Innovative Meetings

How One Conference Built an Emergency Room on the Show Floor

Why did the American College of Emergency Physicians build the emergency department of the future on its show floor? To better serve exhibitors — and improve patient care.

 

The American College of Emergency Physicians (ACEP) has always had a perfectly fine show floor — well stocked with exhibitors, popular with attendees, providing a steady source of revenue. But during an Exhibit Advisory Committee meeting after ACEP’s 2012 Scientific Assembly, some of the organization’s larger exhibitors said they were looking for something more.

“They wanted a different kind of dialogue [with attendees],” said Robert Heard, CAE, ACEP’s associate executive director. “They told us, we want to really not be standing there hawking people to come into our booth and have the salespeople corner them…. How can we engage in more meaningful discussions about the problems in emergency care and solutions that particular vendors really offer?”

The answer clicked for Heard when he and Debbie Smithey, CMP, CAE, ACEP’s director of educational meetings, attended a program on the hotel room of the future at ASAE’s Annual Meeting & Exposition. “It hit us at the same time, because we’d been having these conversations,” Heard said. “We said, why couldn’t we do the emergency department of the future?”

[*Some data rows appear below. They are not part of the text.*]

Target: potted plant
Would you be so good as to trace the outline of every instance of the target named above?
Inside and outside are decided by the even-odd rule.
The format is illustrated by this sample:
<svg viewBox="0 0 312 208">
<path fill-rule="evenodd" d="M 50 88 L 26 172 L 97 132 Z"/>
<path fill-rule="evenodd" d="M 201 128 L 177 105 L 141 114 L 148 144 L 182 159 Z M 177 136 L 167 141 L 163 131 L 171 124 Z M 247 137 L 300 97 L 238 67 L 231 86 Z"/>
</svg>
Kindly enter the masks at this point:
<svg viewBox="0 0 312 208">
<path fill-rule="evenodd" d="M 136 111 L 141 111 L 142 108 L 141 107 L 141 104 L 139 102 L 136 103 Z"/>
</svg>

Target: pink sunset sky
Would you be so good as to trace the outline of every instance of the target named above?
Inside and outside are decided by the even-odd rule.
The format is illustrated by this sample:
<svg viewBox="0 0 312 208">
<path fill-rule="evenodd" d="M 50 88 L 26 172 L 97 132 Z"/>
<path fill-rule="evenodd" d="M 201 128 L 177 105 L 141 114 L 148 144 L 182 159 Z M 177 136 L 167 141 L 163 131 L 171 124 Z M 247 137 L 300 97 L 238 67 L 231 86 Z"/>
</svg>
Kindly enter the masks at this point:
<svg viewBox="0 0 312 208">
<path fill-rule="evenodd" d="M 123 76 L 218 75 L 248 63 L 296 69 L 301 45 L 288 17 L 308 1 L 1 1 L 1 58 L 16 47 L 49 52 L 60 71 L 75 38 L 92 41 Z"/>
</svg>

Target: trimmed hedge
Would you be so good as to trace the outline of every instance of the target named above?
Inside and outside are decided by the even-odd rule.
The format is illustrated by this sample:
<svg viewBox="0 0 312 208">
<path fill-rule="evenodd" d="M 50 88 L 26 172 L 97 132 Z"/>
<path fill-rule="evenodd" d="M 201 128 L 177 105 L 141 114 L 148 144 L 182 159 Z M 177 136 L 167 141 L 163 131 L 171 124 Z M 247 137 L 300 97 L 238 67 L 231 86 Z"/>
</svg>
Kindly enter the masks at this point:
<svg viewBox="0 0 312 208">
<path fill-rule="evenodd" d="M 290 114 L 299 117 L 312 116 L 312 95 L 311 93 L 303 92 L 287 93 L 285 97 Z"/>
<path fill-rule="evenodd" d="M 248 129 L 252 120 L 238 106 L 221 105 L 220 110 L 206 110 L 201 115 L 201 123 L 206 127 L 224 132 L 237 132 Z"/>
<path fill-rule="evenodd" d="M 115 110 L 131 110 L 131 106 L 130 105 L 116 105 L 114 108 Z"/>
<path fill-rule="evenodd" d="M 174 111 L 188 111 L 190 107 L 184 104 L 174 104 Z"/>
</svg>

Their new concept, called innovatED, debuted at ACEP’s 2013 Scientific Assembly in Seattle — a 7,500-square-foot mockup of an emergency department smack in the middle of the exhibit hall. ACEP worked with FreemanXP to design the space, which featured 36 sponsors spread among a variety of treatment rooms, showcasing innovative resources in areas such as triage, technology, communication, and patient flow. Companies had to apply to participate, Heard said, “and they had to really explain what was different about their product or their service, and how ultimately that was improving patient care.”

Adopting medicine’s case-based education model, ACEP had an app with emergency-medicine cases — for example, Heard said, “It was a motorcycle crash, and this and this happened to them” — recorded on audio that attendees could follow through the innovatED space. At the front of innovatED, there was a small theater where speakers delivered 10-minute ED Talks. “People could apply [to speak] who had a great idea or innovation about improving throughput,” Heard said, “or whatever it might be to make the emergency department work more efficiently.”

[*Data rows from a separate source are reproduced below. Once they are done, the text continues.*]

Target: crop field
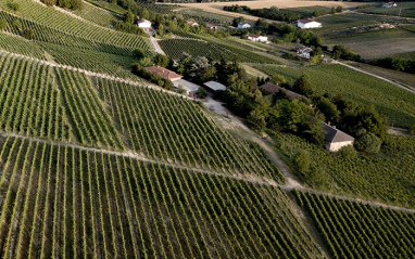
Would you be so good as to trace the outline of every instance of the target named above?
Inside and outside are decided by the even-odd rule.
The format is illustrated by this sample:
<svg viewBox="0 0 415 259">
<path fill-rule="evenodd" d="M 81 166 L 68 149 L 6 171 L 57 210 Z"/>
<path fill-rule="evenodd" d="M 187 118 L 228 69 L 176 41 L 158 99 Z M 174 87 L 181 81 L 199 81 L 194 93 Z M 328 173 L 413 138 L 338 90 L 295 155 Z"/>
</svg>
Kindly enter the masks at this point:
<svg viewBox="0 0 415 259">
<path fill-rule="evenodd" d="M 83 8 L 76 10 L 74 13 L 79 17 L 104 27 L 114 27 L 117 21 L 122 20 L 122 15 L 103 10 L 88 2 L 84 2 Z"/>
<path fill-rule="evenodd" d="M 279 189 L 11 137 L 0 150 L 5 257 L 323 257 Z"/>
<path fill-rule="evenodd" d="M 59 12 L 52 8 L 43 7 L 32 0 L 16 0 L 15 2 L 21 7 L 17 13 L 18 16 L 28 21 L 97 42 L 144 50 L 150 49 L 150 43 L 147 38 L 103 28 L 93 23 L 85 22 Z M 5 2 L 0 3 L 0 9 L 9 11 Z"/>
<path fill-rule="evenodd" d="M 353 37 L 330 37 L 325 39 L 324 43 L 342 44 L 359 53 L 363 59 L 372 60 L 415 51 L 415 35 L 394 29 Z"/>
<path fill-rule="evenodd" d="M 323 173 L 327 181 L 312 187 L 405 207 L 415 207 L 415 139 L 390 137 L 378 155 L 344 158 L 288 133 L 273 133 L 278 148 L 293 161 L 300 150 L 310 154 L 311 171 Z M 307 182 L 309 181 L 309 182 Z"/>
<path fill-rule="evenodd" d="M 414 258 L 415 215 L 295 192 L 332 258 Z"/>
<path fill-rule="evenodd" d="M 382 14 L 382 15 L 393 15 L 402 17 L 415 17 L 415 3 L 414 2 L 399 2 L 397 8 L 382 8 L 383 3 L 375 5 L 375 8 L 364 9 L 360 12 L 372 13 L 372 14 Z"/>
<path fill-rule="evenodd" d="M 0 50 L 16 54 L 33 56 L 38 60 L 46 60 L 45 51 L 36 43 L 21 37 L 0 31 Z M 0 54 L 1 55 L 1 54 Z"/>
<path fill-rule="evenodd" d="M 163 51 L 173 59 L 179 59 L 183 53 L 188 53 L 193 56 L 209 56 L 211 59 L 221 60 L 224 56 L 227 61 L 232 61 L 237 57 L 240 62 L 250 63 L 267 63 L 267 64 L 281 64 L 277 57 L 268 56 L 251 50 L 257 50 L 256 47 L 244 46 L 238 42 L 213 39 L 199 35 L 175 31 L 184 39 L 165 39 L 159 41 Z"/>
<path fill-rule="evenodd" d="M 59 64 L 121 78 L 138 79 L 130 73 L 130 65 L 136 61 L 131 56 L 121 56 L 50 43 L 40 44 Z"/>
<path fill-rule="evenodd" d="M 128 145 L 144 156 L 282 181 L 257 145 L 236 141 L 189 101 L 101 78 L 96 87 Z"/>
<path fill-rule="evenodd" d="M 344 99 L 363 105 L 373 103 L 380 115 L 397 127 L 415 125 L 415 96 L 389 82 L 341 65 L 319 65 L 305 68 L 254 65 L 268 75 L 280 74 L 290 83 L 301 75 L 309 75 L 315 92 L 323 95 L 342 94 Z"/>
</svg>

innovatED was an immediate hit, with more than half the conference’s attendees visiting at least once. The program didn’t cannibalize ACEP’s traditional exhibit hall; in fact, the show sold out and ACEP had to add space. And innovatED was a new source of revenue.

At the 2014 Scientific Assembly, held at Chicago’s McCormick Place last October, ACEP expanded innovatED to 10,000 square feet, with 53 sponsors participating. New elements included mock drills, simulations, and other emergency scenarios written by ACEP’s various member sections. There was a pre-hospital area with an ambulance showcasing cutting-edge technology, and a telemedicine robot roaming the floor with which attendees could interact.

“People were just intrigued by [innovatED],” Heard said. “In the evaluations, they [said they] really felt it was worthwhile spending their time in there. And they said that there were certainly things that they were going to bring back and implement in their emergency department.”

 

Christopher Durso

Christopher Durso formerly was executive editor of Convene.